Last Updated: May 24th, 2018

1. INTRODUCTION

We are OST.com Limited of Hong Kong and our company registration number is 2570554 (“OST.com Limited”, “we” or “us”). Your privacy is important to us. We are committed to protecting the privacy, confidentiality and security of information relating to individuals (“Personal Data”) that we hold by complying with the requirements under applicable laws and regulations. We are equally committed to ensuring that all our employees, service providers and agents uphold these obligations. This policy explains how we manage Personal Data within our organisation and your rights and choices regarding our processing of your Personal Data.

2. INFORMATION WE COLLECT

2.1 The kinds of Personal Data that we collect and hold about you may include the following.

  • Identifying information, such as your name and date of birth
  • Contact information, such as your postal address, email address and telephone number
  • Blockchain identifiers, such as blockchain addresses and public keys
  • Emails and passwords that you create when registering for an account with us
  • Details of any products or services that we provide to you
  • Information about how you use the products and services we provide
  • Records of our communications with you, including any messages you send us

2.2 We collect Personal Data about you in the following ways:

  • When you register for an account or to receive emails from us
  • When you order products or services from us
  • When you submit a query or request to us
  • When you respond to a survey that we run or fill in forms on one of our websites
  • By tracking your use of our websites and mobile applications
  • From examination of public and private blockchains
  • From third parties who are entitled to disclose that information to us
  • When you apply for a job with us

2.3 In some cases we may be required by law to collect certain types of Personal Data about you.

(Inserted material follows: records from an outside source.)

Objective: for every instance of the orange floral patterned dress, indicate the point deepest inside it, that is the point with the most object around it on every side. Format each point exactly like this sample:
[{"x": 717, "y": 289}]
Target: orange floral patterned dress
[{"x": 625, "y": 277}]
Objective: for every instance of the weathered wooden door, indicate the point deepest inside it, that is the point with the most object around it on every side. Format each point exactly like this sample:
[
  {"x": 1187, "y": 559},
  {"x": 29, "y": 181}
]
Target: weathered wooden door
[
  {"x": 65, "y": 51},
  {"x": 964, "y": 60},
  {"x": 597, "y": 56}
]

2.4 Where we collect Personal Data from you, we will generally do so ourselves. However, in some cases we may collect Personal Data from a third party, as laid out in section 3.2.

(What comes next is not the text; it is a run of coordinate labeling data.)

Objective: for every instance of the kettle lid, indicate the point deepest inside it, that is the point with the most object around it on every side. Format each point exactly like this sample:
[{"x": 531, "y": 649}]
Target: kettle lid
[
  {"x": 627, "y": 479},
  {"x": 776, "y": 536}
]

3. USE OF PERSONAL INFORMATION

We use Personal Data that we collect about you for the following purposes:

  • When you provide us with consent to the processing of your Personal Data for one or more specific purposes, to provide you with the best service/product and the best and most secure experience.
  • When there is a legitimate interest, meaning the interest of our business in conducting and managing our business to enable us to give you the best service/product and the best and most secure experience. We make sure we consider and balance any potential impact on you (both positive and negative) and your rights before we process your Personal Data for our legitimate interests. We do not use your Personal Data for activities where our interests are overridden by the impact on you (unless we have your consent or are otherwise required or permitted to by law). You can obtain further information about how we assess our legitimate interests against any potential impact on you in respect of specific activities by contacting us through the information outlined in the “Contacting Us” section below.
  • In the performance of a contract with us. This means processing your data where it is necessary for the performance of a contract to which you are a party or to take steps at your request before entering into such a contract.
  • To comply with a legal or regulatory obligation. This means processing your Personal Data where it is necessary for compliance with a legal or regulatory obligation that we are subject Managing user registrations.
  • To verify your identity when you are dealing with us
  • Handling contact and user support requests.
  • To determine your eligibility for any of our products or servicesTto determine your compliance with the terms and conditions that apply to any of our products or services and applicable law
  • To improve our website based on your information and feedback
  • To comply with our legal and regulatory obligations
  • To carry out market analysis and research
  • To monitor use of our products and services
  • To assess, maintain, upgrade and improve our products and services
  • To carry out education and training programs for our staff
  • To manage and resolve any legal or commercial complaints or issues
  • To carry out planning and forecasting activities and other internal business processes
  • To keep you informed about our activities, including by sending out newsletters when you opt in by subscribing to our newsletter updates from the dedicated sign up boxes. Upon submission of your request you will receive at the specified email address a double opt in request to confirm the consent to receive updates about us.
  • Your email address and company information when you submit your request for being contacted aboutpossible partnerships with us in the dedicated "Partners" page contact us form.
  • Your email address, company information, and token sale information when you submit your request for being contacted about OST KYC product details for a business relationship with us in the dedicated "OST KYC" page ‘contact us’ form.
  • Your email address and password that you used to register for the Simple Token Token Sale during the months on November and December 2017 through the the dedicated portal on https://sale.simpletoken.org, now only accessible for previous existing logins credentials.
  • We may from time to time use your Personal Data in order to send you marketing materials about products or services that we think you may be interested in (including in some cases products and services that are provided by a third party). We may use your following Personal Data for the purpose of direct marketing:
    • identifying information, such as your name and date of birth
    • contact information, such as your postal address, email address and telephone number
    • products and services portfolio information and demographic data held by us from time to time
4. SHARING OF PERSONAL INFORMATION

4.1 What information we share:

We may share Personal Data about you with:

  • Your representatives, advisers and others you have authorised to interact with us on your behalf
  • Our staff who need the information to discharge their duties
  • Related entities within our corporate group
  • our agents and service providers
  • Payment system operators and financial institutions
  • Prospective purchasers of all or part of our business or shares in our company or a related entity
  • Government authorities who ask us to disclose that information, or to other people as required by law

4.2 We may share your Personal Data with the additional following recipients:

Google Analytics

We use Google Analytics to analyse the use of our website. Our analytics service provider generates statistical and other information about website use by means of cookies. Google Analytics is present on the website and software through the means of Google Tag Manager which through its code snippet is delivering the Google Analytics cookie. The information generated relating to our website is used to create reports about the use of our website.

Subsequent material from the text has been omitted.